Até o “Fantástico” se rende à eficiência do planejamento estatal chinês

Historicamente alinhada aos EUA, Globo reconhece superioridade da China na execução de obras mais baratas, rápidas e tecnológicas

O vasto salão de embarque da Estação Hongqiao, concluída em apenas dois anos (2008-2010), com 1,3 milhão de metros quadrados.

Nem a TV Globo, a “Vênus Platinada”, historicamente alinhada ao receituário liberal e à exaltação do “american way of life“, conseguiu ignorar a realidade material dos fatos. Em reportagem exibida pela emissora no domingo (26), o Fantástico foi forçado a admitir: quando o assunto é infraestrutura e desenvolvimento, a China não apenas ultrapassou os Estados Unidos, como o faz de forma mais barata, rápida e eficiente.

A série especial “Entre Dois Mundos” promoveu um choque de realidade ao comparar Xangai e Nova York. O que se viu foi o reconhecimento — vindo de uma emissora declaradamente favorável ao mercado — de que o planejamento estatal e os planos quinquenais de um sistema socialista renovado entregam resultados que o pragmatismo cego do setor privado ocidental não consegue mais alcançar.

O contraste é quase irônico. Enquanto os EUA se perdem em décadas de burocracia, disputas políticas e orçamentos que estouram em bilhões de dólares, a China executa obras complexas com a precisão de quem segue um roteiro estratégico de longo prazo.

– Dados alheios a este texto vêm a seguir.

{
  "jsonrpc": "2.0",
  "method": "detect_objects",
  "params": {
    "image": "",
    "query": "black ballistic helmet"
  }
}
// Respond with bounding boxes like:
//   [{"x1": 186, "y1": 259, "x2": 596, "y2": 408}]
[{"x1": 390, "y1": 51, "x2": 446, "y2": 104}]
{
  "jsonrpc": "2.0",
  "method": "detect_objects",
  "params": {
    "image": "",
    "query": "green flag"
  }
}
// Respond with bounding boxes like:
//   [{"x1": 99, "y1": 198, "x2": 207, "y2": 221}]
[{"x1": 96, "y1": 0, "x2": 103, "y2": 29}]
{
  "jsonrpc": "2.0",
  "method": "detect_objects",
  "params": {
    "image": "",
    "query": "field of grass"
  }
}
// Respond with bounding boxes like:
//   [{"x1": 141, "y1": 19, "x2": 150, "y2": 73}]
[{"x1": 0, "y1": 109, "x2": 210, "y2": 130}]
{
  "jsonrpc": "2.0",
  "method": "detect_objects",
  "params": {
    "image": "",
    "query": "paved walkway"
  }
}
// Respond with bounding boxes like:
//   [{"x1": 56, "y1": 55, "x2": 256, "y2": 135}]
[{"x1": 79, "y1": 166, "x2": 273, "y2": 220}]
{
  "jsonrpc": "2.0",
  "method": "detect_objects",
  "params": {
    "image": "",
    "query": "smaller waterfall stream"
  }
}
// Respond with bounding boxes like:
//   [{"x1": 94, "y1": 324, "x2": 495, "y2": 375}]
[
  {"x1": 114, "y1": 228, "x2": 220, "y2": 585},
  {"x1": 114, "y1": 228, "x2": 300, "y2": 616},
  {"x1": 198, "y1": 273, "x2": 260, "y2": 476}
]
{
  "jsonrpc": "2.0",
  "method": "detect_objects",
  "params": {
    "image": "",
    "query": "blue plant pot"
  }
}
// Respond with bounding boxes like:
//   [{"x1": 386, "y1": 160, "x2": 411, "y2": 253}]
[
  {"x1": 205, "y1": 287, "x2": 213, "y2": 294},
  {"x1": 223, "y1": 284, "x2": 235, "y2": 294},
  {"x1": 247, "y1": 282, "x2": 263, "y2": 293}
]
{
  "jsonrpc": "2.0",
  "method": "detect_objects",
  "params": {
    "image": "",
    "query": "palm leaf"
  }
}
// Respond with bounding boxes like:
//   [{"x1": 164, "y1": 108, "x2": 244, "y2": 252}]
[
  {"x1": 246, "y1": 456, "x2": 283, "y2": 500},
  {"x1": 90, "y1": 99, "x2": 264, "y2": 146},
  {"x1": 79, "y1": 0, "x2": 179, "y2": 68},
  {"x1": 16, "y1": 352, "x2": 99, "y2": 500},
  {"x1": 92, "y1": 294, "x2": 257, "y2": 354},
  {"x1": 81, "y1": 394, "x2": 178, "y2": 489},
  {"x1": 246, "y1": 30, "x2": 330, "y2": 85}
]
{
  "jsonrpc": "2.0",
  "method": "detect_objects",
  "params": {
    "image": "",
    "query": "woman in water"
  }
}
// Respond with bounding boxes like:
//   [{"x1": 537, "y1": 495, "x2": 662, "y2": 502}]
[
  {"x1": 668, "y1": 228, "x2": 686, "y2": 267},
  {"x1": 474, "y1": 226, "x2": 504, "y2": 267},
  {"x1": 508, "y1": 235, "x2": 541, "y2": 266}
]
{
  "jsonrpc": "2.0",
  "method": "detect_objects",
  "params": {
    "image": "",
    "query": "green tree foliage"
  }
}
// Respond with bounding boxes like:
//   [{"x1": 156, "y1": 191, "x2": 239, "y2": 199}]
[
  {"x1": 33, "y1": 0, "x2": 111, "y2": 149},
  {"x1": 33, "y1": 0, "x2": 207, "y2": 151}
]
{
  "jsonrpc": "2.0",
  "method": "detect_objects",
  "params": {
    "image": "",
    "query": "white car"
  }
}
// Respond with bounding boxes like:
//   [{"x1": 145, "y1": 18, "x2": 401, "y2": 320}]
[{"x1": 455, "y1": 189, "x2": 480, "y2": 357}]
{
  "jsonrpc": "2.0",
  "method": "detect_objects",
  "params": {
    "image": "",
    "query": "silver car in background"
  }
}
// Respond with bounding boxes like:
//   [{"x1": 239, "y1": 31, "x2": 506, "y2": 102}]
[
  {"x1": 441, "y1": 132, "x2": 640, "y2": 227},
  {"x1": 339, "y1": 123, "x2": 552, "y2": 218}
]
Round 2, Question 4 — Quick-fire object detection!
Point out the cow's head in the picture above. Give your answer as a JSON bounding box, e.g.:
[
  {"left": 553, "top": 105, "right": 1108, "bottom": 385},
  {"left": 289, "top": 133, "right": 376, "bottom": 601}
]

O exemplo do trem Maglev em Xangai, construído em apenas três anos por US$ 1,2 bilhão, deixou em evidência o atraso de Nova York, que gastou quase o dobro para uma ligação de 13 km lenta e ineficiente.

O triunfo do planejamento sobre o imediatismo

A reportagem admitiu que o segredo chinês reside na “velocidade, escala e planejamento”. O que se descreveu, em termos práticos, foi a superioridade do modelo de planejamento centralizado. Na China, os projetos são tratados como prioridade nacional.

A Estação Hongqiao, um titã de 1,3 milhão de metros quadrados erguido em apenas dois anos, serve como monumento a essa eficácia. Em contrapartida, a icônica Penn Station, em Nova York, amarga décadas de promessas e reformas que parecem nunca sair do papel. A rede de metrô de Xangai, iniciada quase cem anos depois da novaiorquina, já é o dobro da extensão da rival americana, provando que o “atraso” chinês ficou em um passado remoto.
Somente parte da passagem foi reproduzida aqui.